Scaling Up (Part 2)

By Google for Developers

Share:

Key Concepts

  • SPMD (Single Program, Multiple Data): A parallel programming paradigm where a single program is executed on multiple processors, each operating on different subsets of the data.
  • Mesh: In JAX, a jax.sharding.Mesh object defines the hardware topology, specifying how devices are arranged and named.
  • Partition Spec: A jax.sharding.PartitionSpec describes how a tensor's dimensions should be partitioned across the devices defined in a Mesh.
  • JAX JIT (Just-In-Time Compilation): A transformation that compiles Python and NumPy code into optimized XLA (Accelerated Linear Algebra) computations.
  • Flax NNX (Neural Network eXtensions): A library for building neural networks in JAX, offering stateful modules that are compatible with JAX transformations.
  • PI Tree: A data structure in JAX that represents nested collections of arrays, such as dictionaries, lists, and tuples.
  • Sharding Metadata: Annotations attached to variables (parameters) that specify how they should be partitioned.
  • Sharding Rules: A mechanism to map logical axis names (e.g., 'batch', 'hidden') to physical mesh axes (e.g., 'data', 'model'), promoting portability.
  • jax.lax.with_sharding_constraint: A JAX primitive that enforces sharding specifications on a given array or PI tree during compilation.
  • nx.jit and nx.grad: NNX wrappers for JAX's jit and grad transformations, simplifying the handling of stateful modules.
  • nx.with_metadata: An NNX helper function to attach metadata, including sharding hints, to initializers.
  • nx.state: An NNX function to extract the functional state (PI tree) from an NNX module.
  • nx.spmd.get_partition_spec: An NNX utility to extract sharding metadata from a PI tree.
  • nx.update: An NNX function to merge updated state back into a mutable module object.
  • with mesh context: A block in JAX that provides the necessary context for sharding operations to be applied across specified devices.
  • OOM (Out Of Memory): An error that occurs when a program requires more memory than is available on a device.
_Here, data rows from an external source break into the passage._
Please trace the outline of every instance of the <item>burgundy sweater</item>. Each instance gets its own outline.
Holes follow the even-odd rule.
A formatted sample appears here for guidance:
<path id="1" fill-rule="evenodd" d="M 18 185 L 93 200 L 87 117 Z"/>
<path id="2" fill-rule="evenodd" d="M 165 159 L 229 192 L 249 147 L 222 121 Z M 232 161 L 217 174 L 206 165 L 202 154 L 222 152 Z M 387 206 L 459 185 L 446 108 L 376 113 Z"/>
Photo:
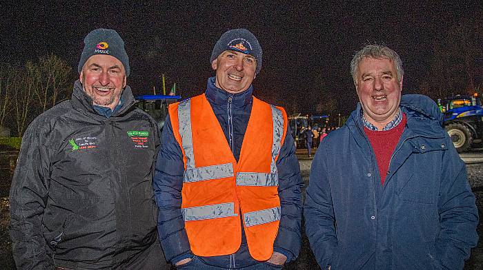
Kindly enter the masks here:
<path id="1" fill-rule="evenodd" d="M 386 175 L 389 169 L 391 156 L 393 155 L 402 132 L 404 130 L 406 121 L 406 114 L 403 114 L 401 123 L 389 130 L 375 131 L 366 127 L 364 127 L 364 131 L 366 132 L 375 154 L 382 185 L 384 185 Z"/>

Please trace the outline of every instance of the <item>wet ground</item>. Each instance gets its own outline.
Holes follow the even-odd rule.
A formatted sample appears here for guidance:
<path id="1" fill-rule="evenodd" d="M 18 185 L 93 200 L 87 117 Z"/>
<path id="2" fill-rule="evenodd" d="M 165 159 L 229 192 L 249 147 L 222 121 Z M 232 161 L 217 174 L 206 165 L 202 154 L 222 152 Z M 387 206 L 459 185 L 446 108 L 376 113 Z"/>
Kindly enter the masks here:
<path id="1" fill-rule="evenodd" d="M 309 169 L 311 158 L 306 158 L 303 152 L 299 154 L 300 168 L 306 186 L 308 183 Z M 475 154 L 475 153 L 473 153 Z M 477 153 L 476 153 L 477 154 Z M 483 151 L 481 153 L 483 157 Z M 483 217 L 483 163 L 467 164 L 468 178 L 471 188 L 476 196 L 476 204 L 480 216 Z M 12 257 L 11 242 L 7 226 L 8 224 L 8 191 L 10 184 L 10 173 L 8 169 L 0 167 L 0 269 L 14 269 L 14 263 Z M 483 225 L 478 225 L 478 234 L 482 240 L 478 246 L 472 250 L 471 256 L 465 264 L 465 270 L 483 269 Z M 285 269 L 319 269 L 315 259 L 310 251 L 308 240 L 302 233 L 302 247 L 300 255 L 297 260 L 288 264 Z"/>

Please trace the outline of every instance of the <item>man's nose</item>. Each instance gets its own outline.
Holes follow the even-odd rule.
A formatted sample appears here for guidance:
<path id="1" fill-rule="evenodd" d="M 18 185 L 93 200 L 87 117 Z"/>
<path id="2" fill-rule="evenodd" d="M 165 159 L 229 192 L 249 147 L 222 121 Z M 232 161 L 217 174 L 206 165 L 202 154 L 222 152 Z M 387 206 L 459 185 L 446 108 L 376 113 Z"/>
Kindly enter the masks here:
<path id="1" fill-rule="evenodd" d="M 377 76 L 374 79 L 374 90 L 382 90 L 384 89 L 384 84 L 382 83 L 381 77 Z"/>
<path id="2" fill-rule="evenodd" d="M 235 63 L 234 67 L 237 71 L 243 70 L 243 58 L 239 58 Z"/>
<path id="3" fill-rule="evenodd" d="M 101 76 L 99 77 L 99 82 L 101 83 L 102 85 L 107 85 L 109 84 L 109 74 L 107 71 L 103 71 L 101 73 Z"/>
Scaling Flax NNX Models with JAX SPMD

This document details the process of scaling Flax NNX models using JAX's SPMD capabilities, focusing on integrating JAX's sharding primitives with Flax NNX, particularly the critical sharded initialization pattern.

Recap of Flax NNX and JAX Integration

  • Flax NNX Modules: Unlike pure JAX, NNX modules are stateful Python objects, similar to PyTorch modules, holding parameters and state as attributes.
  • Stateful Nature and JAX Compatibility: A key development in NNX (version 0.11+) is that NNX modules are now native JAX PI trees. This allows JAX transformations to directly understand and operate on them, bridging the gap between NNX's mutability and JAX's functional nature.
  • Reconciling Mutability and Functional Transformations: NNX offers two primary approaches:
    1. Functional API: Explicitly splitting modules into static definitions and dynamic state (a JAX-compatible PI tree). This state is then passed through JAX transformations (jax.jit, jax.grad), and the results are merged back.
    2. NNX Wrappers: Using NNX's own wrappers like nx.jit and nx.grad. These handle the split-merge process internally, offering a more seamless user experience, though potentially with minor overhead.

Integrating NNX and SPMD for Sharding

The core mechanism for integrating sharding involves attaching PartitionSpec hints directly to model parameters as metadata within NNX modules.

  • Attaching Sharding Hints:
    • nx.with_metadata: The preferred method involves wrapping the initializer with nx.with_metadata, passing a sharding argument containing the PartitionSpec tuple.
    • Direct Annotation: Alternatively, the sharding argument can sometimes be passed directly to nx.param.
  • Metadata Storage: This process stores the PartitionSpec tuple in a sharding attribute on the variable's state. Crucially, this metadata does not shard the parameter at this stage; it serves as a hint for future compilation.

The Critical Sharded Initialization Pattern

A common pitfall when initializing large NNX models is that JAX might attempt to create all parameters on a single default device, leading to "out of memory" (OOM) errors. The solution is to perform initialization and sharding application within a JIT-compiled function.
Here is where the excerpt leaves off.